White Board Organization
I used these for my small math and reading groups, and they are the perfect way to keep individual white board supplies separated!
- The cases are 5x 7 IRIS photo cases from Michaels.
- The erasers are face scrubbers from the Dollar Tree
- The 5 x 7 mini white boards are from Lakeshore Learning
Place Value Blocks Organization
I love using sandwich Tupperware from the Dollar Spot to house individual place value blocks. They’re the perfect size for your hundred flats, ten rods, and ones units.
These are something I created a long time ago because I was so tired of having to prep coins for my students, divvying up pennies, nickels, dimes and quarters each time we needed to do an activity. (Not to mention cleaning piles upon piles of coins after those activities.)
These coin banks have been a game changer, and I love how easy the prep and clean up have become. The visuals have also proven to be a great way to for my students to sort coins and reinforce their names and amounts while working.
I used to save all of our baby food containers and use the for student dice containers. Each student just grabbed a container and they were set.
Pro Tip: You can also glue felt to the bottom to soften the sound they make when shaking.
Unifix Cubes Organization
In addition to baby food containers, we also saved all of our formula tins. These made an amazing home for unifix cubes.
I include two different colors in each tin (perfect for creating different colors for different addends) and organize them in sticks of ten. I find this to be really helpful at reinforcing the concept of ten, even when putting away their supplies.
Individual Math Tool Kits
Over the summer, I created a set of printable math manipulatives to send home to families to support remote learning. However, they are also an awesome solution to organizing supplies for in-person learning right now as well!

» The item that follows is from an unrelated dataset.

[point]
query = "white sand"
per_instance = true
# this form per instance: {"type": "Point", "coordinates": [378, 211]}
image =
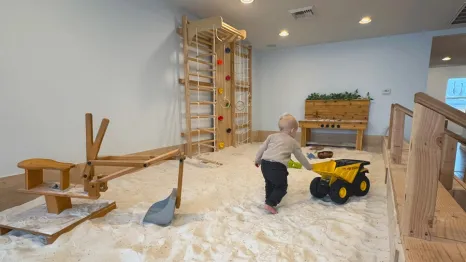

These are specific to the needs of first, second and third grade math content. Inside, you can find:
- Base Ten Blocks
- Pattern Blocks
- Coins (U.S. & Canadian)
- Rulers (inches & cms)
- Square inch tiles
- 1-10 Color Rods
- Ten Frames
- Playing Cards
- 1-100/0-99 Chart
- 1-120/0-119 Chart
- Fraction Bars
- Multiplication Chart
- Fraction Bars
- Number Lines
- Number Bonds
- Par/Part/Whole Model
- Blank Clocks
You can grab your free set here:
Small Manipulative Organization
I have always kept things like counters and game chips in small Tupperware containers because it just made my life easier when setting up activities. Now, these little containers are the perfect way to separate supplies for in person learning!
Organizing Everyday Student Materials
I have kept my students daily materials in pencil boxes for the past few years. This had really helped support our flexible seating efforts. Students could grab their “tool box” and sit anywhere in the classroom that would be a good fit.
Now, the “tool boxes” are a great solution to keeping individual supplies together (crayons, scissors, glue sticks, pencils, highlights…etc.).
I hope these tips have been helpful as you navigate how to organize your supplies this year. Wishing you all the best!